Except, of course, Econ is not the only soft science that affects business strategy: Psychology and Sociology do also, as well as humanities fields like Linguistics, English and Communications.
I did not mean to demean BC’s undergrad Business program – if grads get good jobs, it can’t just be due to the career services department.
If OP wants a BBA, he or she should check Colby’s course catalog for courses other than Econ. You want to see courses like Marketing, Org Behavior, Accounting, Finance, Business Law, Operations Management, and International Business. An Entrepreneurialism course would be helpful too. If you find courses like those, you might be able to get a BBA-like broad Business education there.
@happy1 Your view is total biased by the fact you live and work in NY. The US News Rankings are completely based on Dean and faculty opinions. Not one input is industry-based, not one. They are totally detached from what companies are thinking and doing across the country. So in my opinion totally worthless for ranking business schools.
Since companies do the hiring, I would listen to them first. The Bloomberg survey uses 600 different companies.
As far as Econ goes, the OP should know that Econ is far more difficult than business curriculum. Maybe the same work load but difficulty is much different.
@onthebubble From many other posts I see that you like to engage another poster in discussions/arguments that are not relevant to the OP. I won’t engage other to say that yes I do live and work on the east coast, yes I do think the Bloomberg ranks are bad, and yes I think what companies pay graduates of different colleges is more reflective of the value companies deem the people to be worth than a survey that who knows who fills out. We will have o agree to disagree. I would prefer that you do not reference me again on this post as I think the OP has all of the useful information that I can give him/her.
You and the other poster are giving the OP completely false information and I am sorry being corrected upsets you. Read the thread and you will see. No business cares what US News thinks. Industry uses the Bloomberg survey and industry is not just a handful of companies in NY.

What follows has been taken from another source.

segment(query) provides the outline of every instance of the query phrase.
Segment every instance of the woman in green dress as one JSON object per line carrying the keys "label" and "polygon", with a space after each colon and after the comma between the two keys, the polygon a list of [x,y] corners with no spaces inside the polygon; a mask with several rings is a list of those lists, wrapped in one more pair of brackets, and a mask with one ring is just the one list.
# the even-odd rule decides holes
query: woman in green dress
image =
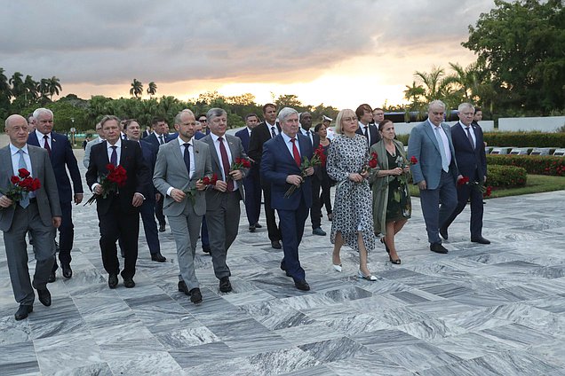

I’ve worked in business in NYC for over three decades as a CPA at a Big 4 firm and in the finance industry. I’ve also helped with college recruiting for a Big 4 firm and for my departments with international and national companies. Never once in my career have I heard the ranking of a school mentioned. People like to talk about rankings on this site, but in my experience, corporations does not use rankings (be they USNWR, Bloomberg, or any others) to make hiring decisions. Not sure what the above poster’s business background best about everything, but I imagine he/she will feel the need to get in the last word.
ANYWAY, APOLOGIES AGAIN TO OP FOR MORE OFF TOPIC COMMENTS. I HOPE YOU FIND A WONDERFUL HOME FOR YOUR UNDERGRADUATE STUDIES.